HOST = "http://localhost:8000"

def generate_image(prompt: str, image_size: int) -> bytes:
response: requests.Response = requests.get(
f"{HOST}/imagine",
params={"prompt": prompt, "img_size": image_size},
)
response.raise_for_status()
return response.content
image = generate_image("anyscale logo valentines day card, professional quality art, surrounded by flowers, white envelope", 640)

filename = "image.png"
with open(filename, "wb") as f:
f.write(image)

from IPython.display import Image
Image(filename=filename)

Step 4: Deploy the model to production as a service

Deploy the model to production using the anyscale service deploy command.

This creates a long-running service with a stable endpoint to query the application.

Local files and dependencies installed in the workspace are automatically included when the service is deployed.

!anyscale service deploy --name stable_diffusion_service main:stable_diffusion_app

Step 5: Send a test request to the model running in the service

Query the service using the same logic as when testing it locally, with two changes:

  1. Update the HOST to the service endpoint.
  2. Add the authorization token as a header in the HTTP request.

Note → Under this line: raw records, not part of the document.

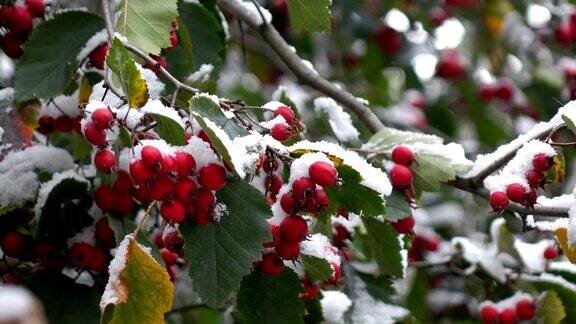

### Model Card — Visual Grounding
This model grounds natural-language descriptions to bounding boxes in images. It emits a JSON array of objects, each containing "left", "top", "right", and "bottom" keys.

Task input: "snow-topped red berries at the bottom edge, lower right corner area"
[{"left": 480, "top": 298, "right": 537, "bottom": 324}]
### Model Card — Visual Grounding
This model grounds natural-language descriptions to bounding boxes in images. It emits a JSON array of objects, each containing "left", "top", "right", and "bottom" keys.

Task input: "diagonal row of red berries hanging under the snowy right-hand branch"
[{"left": 490, "top": 153, "right": 554, "bottom": 213}]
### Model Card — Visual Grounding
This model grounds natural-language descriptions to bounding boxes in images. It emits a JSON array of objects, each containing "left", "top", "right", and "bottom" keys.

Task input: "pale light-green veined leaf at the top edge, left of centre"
[{"left": 116, "top": 0, "right": 178, "bottom": 54}]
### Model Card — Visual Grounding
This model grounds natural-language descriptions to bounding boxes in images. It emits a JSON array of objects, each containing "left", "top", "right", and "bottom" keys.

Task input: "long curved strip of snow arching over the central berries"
[{"left": 288, "top": 140, "right": 392, "bottom": 196}]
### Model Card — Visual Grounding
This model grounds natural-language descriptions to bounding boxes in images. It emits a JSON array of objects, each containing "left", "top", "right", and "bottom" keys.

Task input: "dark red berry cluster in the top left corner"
[{"left": 0, "top": 0, "right": 46, "bottom": 58}]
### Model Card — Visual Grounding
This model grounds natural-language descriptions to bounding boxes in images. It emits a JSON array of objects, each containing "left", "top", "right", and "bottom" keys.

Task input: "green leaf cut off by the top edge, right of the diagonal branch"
[{"left": 288, "top": 0, "right": 332, "bottom": 33}]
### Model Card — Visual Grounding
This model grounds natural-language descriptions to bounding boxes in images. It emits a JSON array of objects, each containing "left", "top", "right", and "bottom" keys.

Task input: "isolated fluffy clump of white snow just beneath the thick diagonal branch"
[{"left": 314, "top": 97, "right": 360, "bottom": 142}]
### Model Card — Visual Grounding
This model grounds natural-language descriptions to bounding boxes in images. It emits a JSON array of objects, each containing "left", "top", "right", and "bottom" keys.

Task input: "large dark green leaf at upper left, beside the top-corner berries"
[{"left": 14, "top": 11, "right": 104, "bottom": 102}]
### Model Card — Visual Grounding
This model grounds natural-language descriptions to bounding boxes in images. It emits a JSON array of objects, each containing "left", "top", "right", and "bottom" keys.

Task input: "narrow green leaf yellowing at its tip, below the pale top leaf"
[{"left": 106, "top": 38, "right": 148, "bottom": 108}]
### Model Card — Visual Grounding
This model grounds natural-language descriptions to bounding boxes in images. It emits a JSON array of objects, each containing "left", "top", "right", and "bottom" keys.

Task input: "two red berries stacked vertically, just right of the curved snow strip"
[{"left": 388, "top": 145, "right": 416, "bottom": 201}]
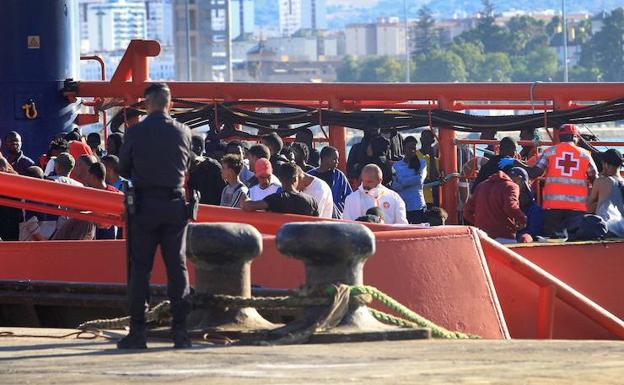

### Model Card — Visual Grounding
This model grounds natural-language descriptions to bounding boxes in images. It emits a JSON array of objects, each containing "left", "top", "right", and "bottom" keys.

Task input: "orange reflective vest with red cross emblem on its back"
[{"left": 542, "top": 142, "right": 591, "bottom": 211}]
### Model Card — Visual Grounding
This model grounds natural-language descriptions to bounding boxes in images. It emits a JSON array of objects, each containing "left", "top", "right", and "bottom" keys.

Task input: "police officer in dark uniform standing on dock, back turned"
[{"left": 117, "top": 83, "right": 192, "bottom": 349}]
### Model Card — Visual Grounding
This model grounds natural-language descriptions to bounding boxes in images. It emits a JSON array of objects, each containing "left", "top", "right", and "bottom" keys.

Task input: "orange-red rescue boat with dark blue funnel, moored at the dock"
[{"left": 0, "top": 0, "right": 624, "bottom": 339}]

Both of these values are printed when you run anyscale service deploy. You can also find them on the service page. For example, if the output looks like:

(anyscale +4.0s) You can query the service endpoint using the curl request below:
(anyscale +4.0s) curl -H 'Authorization: Bearer 26hTWi2kZwEz0Tdi1_CKRep4NLXbuuaSTDb3WMXK9DM' https://stable_diffusion_app-4rq8m.cld-ltw6mi8dxaebc3yf.s.anyscaleuserdata-staging.com

Then:

  • The authorization token is 26hTWi2kZwEz0Tdi1_CKRep4NLXbuuaSTDb3WMXK9DM.
  • The service endpoint is https://stable_diffusion_app-4rq8m.cld-ltw6mi8dxaebc3yf.s.anyscaleuserdata-staging.com.
import requests

HOST = "TODO_INSERT_YOUR_SERVICE_HOST"
TOKEN = "TODO_INSERT_YOUR_SERVICE_TOKEN"

def generate_image(prompt: str, image_size: int) -> bytes:
response: requests.Response = requests.get(
f"{HOST}/imagine",
params={"prompt": prompt, "img_size": image_size},
headers={
"Authorization": f"Bearer {TOKEN}",
},
)
response.raise_for_status()
return response.content
image = generate_image("twin peaks sf in basquiat painting style", 640)

filename = "image.png"
with open(filename, "wb") as f:
f.write(image)

from IPython.display import Image
Image(filename=filename)

Summary

This notebook:

  • Developed and ran a model serving application locally.
  • Sent a test request to the application locally.
  • Deployed the application to production as a service.
  • Sent another test request to the application running as a service.